I monaci trappisti di Rochefort, nel sud del Belgio, come ricostruito dal Corriere della Sera, difendono l’atto del 1833 che gli ha concesso una servitù sulla fonte, anche se questa è di proprietà del gruppo minerario Lhoist. Il responsabile dell’azienda, Jean Marbehant, ha spiegato: “La galleria attuale è già artificiale, noi vorremmo canalizzare l’acqua per aumentare la nostra capacità di estrazione“. Lhoist, azienda con 100 filiali in 25 Paesi e oltre 6000 dipendenti (di cui 150 impiegati nella cava vicino all’abbazia) ha dunque bisogno di pompare più acqua per allargare la cava e continuare la produzione di calce, altrimenti destinata a interrompersi nel 2022. Da questo orecchio, però, i monaci trappisti non ci sentono…

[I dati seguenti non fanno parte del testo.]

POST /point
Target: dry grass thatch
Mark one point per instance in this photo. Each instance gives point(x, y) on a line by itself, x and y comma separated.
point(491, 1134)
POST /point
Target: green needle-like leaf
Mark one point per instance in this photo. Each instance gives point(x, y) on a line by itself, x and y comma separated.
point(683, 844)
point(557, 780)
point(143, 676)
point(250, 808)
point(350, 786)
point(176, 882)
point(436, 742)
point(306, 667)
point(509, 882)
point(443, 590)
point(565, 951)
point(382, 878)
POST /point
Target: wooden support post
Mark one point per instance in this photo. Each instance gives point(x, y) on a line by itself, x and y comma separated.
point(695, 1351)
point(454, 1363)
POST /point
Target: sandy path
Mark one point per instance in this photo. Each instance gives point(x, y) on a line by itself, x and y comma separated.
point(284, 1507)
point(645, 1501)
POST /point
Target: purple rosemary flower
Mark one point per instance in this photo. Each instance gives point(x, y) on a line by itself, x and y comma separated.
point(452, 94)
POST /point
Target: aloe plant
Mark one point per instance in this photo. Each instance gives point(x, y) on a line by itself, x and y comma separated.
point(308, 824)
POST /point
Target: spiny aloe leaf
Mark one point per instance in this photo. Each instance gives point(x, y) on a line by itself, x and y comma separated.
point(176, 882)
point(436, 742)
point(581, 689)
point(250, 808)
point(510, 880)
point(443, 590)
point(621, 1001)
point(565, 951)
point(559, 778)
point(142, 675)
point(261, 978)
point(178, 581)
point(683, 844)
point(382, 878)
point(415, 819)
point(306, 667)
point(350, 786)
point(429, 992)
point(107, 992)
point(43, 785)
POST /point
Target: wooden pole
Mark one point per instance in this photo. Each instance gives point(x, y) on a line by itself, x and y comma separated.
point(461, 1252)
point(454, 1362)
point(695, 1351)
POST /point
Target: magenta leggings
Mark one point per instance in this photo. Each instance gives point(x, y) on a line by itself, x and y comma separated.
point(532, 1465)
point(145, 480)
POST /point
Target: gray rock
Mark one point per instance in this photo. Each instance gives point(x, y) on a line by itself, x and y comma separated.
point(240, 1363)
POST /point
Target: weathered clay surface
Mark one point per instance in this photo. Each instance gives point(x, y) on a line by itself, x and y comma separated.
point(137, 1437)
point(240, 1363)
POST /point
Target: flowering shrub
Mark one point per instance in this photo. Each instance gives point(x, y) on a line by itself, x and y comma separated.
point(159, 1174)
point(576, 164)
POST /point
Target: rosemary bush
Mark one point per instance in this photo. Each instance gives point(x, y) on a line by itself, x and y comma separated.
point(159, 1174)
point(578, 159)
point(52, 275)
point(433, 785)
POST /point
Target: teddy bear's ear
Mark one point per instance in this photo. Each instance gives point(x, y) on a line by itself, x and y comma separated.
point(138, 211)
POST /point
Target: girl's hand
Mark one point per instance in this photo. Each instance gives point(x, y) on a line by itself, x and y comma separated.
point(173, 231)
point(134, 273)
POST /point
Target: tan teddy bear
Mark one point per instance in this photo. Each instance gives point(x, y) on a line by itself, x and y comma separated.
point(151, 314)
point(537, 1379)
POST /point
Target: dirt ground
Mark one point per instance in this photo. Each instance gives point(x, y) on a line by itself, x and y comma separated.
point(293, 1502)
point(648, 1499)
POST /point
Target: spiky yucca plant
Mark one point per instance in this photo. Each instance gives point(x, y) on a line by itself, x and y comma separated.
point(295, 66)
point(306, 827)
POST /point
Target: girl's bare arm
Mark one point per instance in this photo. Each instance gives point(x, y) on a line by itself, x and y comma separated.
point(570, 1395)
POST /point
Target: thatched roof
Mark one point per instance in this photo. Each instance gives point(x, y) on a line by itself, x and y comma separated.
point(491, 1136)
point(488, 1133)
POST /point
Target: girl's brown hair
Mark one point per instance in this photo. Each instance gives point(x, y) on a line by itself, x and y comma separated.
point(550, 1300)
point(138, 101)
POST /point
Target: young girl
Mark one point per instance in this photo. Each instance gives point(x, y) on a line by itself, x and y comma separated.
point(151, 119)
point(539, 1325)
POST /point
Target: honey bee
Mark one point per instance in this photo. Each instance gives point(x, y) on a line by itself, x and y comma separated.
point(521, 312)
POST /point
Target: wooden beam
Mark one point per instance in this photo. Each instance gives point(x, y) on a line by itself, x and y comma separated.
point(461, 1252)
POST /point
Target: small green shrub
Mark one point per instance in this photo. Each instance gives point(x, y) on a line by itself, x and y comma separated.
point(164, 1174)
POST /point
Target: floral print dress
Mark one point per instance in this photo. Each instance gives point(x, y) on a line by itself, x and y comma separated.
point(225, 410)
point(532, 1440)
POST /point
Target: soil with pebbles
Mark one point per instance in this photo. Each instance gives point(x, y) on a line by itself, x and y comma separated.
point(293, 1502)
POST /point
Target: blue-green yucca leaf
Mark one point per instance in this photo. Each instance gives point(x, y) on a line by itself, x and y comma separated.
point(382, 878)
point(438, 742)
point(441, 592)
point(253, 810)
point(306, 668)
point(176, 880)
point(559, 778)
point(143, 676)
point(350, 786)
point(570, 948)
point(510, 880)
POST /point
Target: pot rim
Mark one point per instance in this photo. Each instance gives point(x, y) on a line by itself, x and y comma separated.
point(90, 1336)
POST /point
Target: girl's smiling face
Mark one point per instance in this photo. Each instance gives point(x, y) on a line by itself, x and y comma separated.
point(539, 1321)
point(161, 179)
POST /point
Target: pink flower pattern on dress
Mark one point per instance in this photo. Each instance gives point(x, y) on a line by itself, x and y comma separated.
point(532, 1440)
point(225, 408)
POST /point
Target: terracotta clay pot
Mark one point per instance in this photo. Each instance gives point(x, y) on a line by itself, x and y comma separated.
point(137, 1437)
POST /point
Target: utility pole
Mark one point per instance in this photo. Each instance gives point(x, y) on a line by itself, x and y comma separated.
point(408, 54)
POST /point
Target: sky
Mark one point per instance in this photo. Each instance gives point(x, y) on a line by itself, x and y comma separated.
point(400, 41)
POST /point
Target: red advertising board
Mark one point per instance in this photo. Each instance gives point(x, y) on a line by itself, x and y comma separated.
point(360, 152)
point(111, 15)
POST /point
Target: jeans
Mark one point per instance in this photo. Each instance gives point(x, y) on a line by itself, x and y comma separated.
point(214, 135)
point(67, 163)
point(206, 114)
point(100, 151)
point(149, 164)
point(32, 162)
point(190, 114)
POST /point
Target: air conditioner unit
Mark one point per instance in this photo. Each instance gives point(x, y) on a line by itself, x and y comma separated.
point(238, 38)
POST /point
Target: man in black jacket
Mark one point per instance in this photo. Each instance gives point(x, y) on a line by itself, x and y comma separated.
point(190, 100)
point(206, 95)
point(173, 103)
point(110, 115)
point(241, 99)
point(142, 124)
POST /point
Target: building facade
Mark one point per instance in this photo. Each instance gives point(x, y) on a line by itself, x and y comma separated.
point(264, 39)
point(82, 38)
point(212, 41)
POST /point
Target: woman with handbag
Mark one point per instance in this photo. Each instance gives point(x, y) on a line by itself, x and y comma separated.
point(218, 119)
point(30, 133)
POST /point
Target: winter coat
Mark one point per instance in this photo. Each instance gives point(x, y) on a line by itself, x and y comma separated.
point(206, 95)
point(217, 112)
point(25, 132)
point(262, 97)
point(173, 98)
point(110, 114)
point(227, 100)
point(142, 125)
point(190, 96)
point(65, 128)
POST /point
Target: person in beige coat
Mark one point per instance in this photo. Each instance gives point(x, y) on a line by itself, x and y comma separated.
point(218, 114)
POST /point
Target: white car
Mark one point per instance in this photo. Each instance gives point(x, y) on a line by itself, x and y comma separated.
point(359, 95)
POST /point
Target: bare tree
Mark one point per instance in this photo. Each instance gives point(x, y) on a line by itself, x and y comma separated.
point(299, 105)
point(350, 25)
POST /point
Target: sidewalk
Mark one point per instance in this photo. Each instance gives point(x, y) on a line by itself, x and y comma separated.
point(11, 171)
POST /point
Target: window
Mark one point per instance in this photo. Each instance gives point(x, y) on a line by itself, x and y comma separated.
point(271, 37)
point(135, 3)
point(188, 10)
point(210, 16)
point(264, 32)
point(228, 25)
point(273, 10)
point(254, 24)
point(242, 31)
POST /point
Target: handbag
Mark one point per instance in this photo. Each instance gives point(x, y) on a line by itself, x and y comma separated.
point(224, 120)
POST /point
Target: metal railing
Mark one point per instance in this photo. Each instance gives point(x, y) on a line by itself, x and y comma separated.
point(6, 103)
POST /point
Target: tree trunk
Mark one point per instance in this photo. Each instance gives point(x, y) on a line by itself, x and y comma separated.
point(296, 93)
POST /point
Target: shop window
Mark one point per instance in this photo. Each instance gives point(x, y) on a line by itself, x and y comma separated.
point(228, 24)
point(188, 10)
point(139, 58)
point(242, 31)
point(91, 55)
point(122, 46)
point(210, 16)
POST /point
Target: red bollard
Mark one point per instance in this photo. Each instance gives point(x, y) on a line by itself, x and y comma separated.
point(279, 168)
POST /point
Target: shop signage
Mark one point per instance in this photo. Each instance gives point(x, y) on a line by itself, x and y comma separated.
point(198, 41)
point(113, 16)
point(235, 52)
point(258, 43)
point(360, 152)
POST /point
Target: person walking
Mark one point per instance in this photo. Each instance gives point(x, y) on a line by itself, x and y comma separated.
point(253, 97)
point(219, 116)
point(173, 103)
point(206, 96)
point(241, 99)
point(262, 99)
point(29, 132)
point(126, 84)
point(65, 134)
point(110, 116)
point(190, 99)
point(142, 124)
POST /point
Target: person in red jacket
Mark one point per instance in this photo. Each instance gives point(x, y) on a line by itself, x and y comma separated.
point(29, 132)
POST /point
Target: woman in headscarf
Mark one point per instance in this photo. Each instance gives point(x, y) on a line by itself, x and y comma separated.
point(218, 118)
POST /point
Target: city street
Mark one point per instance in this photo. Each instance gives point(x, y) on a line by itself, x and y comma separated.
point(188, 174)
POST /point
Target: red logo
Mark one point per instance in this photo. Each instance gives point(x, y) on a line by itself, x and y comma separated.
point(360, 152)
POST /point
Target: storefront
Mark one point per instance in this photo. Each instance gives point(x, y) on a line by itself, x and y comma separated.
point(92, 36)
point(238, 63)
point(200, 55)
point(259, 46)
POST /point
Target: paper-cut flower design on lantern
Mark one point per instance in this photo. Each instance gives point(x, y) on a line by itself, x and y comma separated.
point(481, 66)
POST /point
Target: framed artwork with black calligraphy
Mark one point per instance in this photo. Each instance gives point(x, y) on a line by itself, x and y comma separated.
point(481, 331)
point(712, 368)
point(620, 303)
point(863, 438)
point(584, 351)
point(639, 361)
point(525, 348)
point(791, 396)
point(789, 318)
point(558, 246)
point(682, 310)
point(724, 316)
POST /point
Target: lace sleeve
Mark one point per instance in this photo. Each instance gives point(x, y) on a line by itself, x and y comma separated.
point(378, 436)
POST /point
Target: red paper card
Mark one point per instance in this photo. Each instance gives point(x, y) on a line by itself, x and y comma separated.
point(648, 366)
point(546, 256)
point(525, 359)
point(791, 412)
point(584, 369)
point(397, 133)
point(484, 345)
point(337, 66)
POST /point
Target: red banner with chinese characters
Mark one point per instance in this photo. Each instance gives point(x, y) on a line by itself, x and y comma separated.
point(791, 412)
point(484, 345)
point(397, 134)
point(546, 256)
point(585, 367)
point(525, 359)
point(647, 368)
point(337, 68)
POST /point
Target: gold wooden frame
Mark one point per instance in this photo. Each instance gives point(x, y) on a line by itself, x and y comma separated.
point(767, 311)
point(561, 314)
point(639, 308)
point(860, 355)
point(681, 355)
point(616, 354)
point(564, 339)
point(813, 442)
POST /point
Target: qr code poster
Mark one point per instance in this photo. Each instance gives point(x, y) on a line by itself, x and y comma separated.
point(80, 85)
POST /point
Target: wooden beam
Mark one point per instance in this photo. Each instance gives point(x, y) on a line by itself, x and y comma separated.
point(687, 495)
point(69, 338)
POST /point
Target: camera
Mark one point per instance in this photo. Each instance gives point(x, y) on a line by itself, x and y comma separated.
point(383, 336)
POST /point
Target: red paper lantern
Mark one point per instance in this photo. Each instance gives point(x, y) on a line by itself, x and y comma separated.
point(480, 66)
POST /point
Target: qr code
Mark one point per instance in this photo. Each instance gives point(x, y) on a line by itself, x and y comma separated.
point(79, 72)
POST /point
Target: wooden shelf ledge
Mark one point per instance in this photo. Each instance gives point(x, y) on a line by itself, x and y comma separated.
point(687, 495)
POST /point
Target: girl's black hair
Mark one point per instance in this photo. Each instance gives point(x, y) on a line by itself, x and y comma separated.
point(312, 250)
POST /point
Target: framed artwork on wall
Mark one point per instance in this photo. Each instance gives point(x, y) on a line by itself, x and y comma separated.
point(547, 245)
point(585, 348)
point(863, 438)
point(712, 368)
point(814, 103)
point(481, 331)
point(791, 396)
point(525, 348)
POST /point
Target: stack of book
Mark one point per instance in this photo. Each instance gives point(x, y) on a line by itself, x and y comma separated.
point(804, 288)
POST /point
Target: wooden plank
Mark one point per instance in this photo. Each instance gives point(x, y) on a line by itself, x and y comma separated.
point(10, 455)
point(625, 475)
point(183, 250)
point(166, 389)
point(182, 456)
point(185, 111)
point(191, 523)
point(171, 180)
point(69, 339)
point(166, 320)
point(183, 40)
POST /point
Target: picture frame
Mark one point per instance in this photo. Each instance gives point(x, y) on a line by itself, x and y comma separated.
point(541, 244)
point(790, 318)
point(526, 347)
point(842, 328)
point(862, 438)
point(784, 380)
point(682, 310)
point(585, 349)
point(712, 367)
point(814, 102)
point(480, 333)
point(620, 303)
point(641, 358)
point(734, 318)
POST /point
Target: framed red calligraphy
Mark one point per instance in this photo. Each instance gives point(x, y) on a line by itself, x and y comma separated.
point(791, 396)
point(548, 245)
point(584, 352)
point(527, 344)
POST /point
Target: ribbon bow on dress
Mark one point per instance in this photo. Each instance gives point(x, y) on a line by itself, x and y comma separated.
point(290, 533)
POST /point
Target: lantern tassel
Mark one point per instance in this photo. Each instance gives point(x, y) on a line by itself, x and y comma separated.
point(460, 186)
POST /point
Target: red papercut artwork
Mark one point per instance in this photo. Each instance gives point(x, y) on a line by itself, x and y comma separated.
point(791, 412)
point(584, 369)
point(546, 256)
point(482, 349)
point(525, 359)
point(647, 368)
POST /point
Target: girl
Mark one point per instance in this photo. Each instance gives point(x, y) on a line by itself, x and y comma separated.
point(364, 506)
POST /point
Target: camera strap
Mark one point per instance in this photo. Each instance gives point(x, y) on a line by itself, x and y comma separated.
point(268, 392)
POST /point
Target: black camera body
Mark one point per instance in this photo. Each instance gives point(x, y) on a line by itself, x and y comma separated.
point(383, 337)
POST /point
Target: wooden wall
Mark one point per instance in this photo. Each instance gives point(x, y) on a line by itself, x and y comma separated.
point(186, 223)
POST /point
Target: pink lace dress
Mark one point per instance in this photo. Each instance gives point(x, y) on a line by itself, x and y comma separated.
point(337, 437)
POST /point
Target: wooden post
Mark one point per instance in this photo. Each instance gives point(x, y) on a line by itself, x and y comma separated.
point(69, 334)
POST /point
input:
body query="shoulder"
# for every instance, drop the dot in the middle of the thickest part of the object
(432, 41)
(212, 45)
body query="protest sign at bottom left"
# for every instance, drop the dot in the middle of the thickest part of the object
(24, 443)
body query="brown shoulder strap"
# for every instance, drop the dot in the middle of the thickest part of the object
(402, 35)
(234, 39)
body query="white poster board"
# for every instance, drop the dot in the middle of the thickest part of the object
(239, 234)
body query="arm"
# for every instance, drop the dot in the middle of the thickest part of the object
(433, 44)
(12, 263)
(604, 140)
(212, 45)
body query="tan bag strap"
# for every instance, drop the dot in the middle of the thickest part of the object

MONACI TRAPPISTI: “GIU’ LE MANI DALLA NOSTRA BIRRA”

Da quando è emersa la necessità di intervenire sulla sorgente, i monaci trappisti si sono messi di traverso, convinti che ogni modifica del corso d’acqua avrebbe finito per alterare il gusto speciale della loro birra. A nulla sono serviti gli esperimenti condotti dai periti nominati da Lhoist, tesi a dimostrare che le qualità dell’acqua sarebbero rimaste immutate, e alla fine i tribunali belgi hanno dato ragione ai monaci e al loro diritto di tutelare la tradizione. Rochefort a parte, le birre trappiste sono in pericolo perché iniziano ad esserci carenza di monaci disposti a dedicarsi alla produzione. La denominazione «trappista», ricorda Il Corriere della Sera, deriva dall’abbazia di Notre-Dame de la Trappe, in Normandia, dove nel 1664 l’abate Armand Jean Le Bouthillier de Rancé fondò l’ordine dei “cistercensi della stretta osservanza“, facendo così ritorno ad una severità di costumi smarrita, caratterizzata dall’obbligo del silenzio e del lavoro manuale, limiti ferrei alla corrispondenza e dieta ristretta. Una stile di vita forse oggi meno rigido di allora, ma comunque tale da attrarre pochi volontari.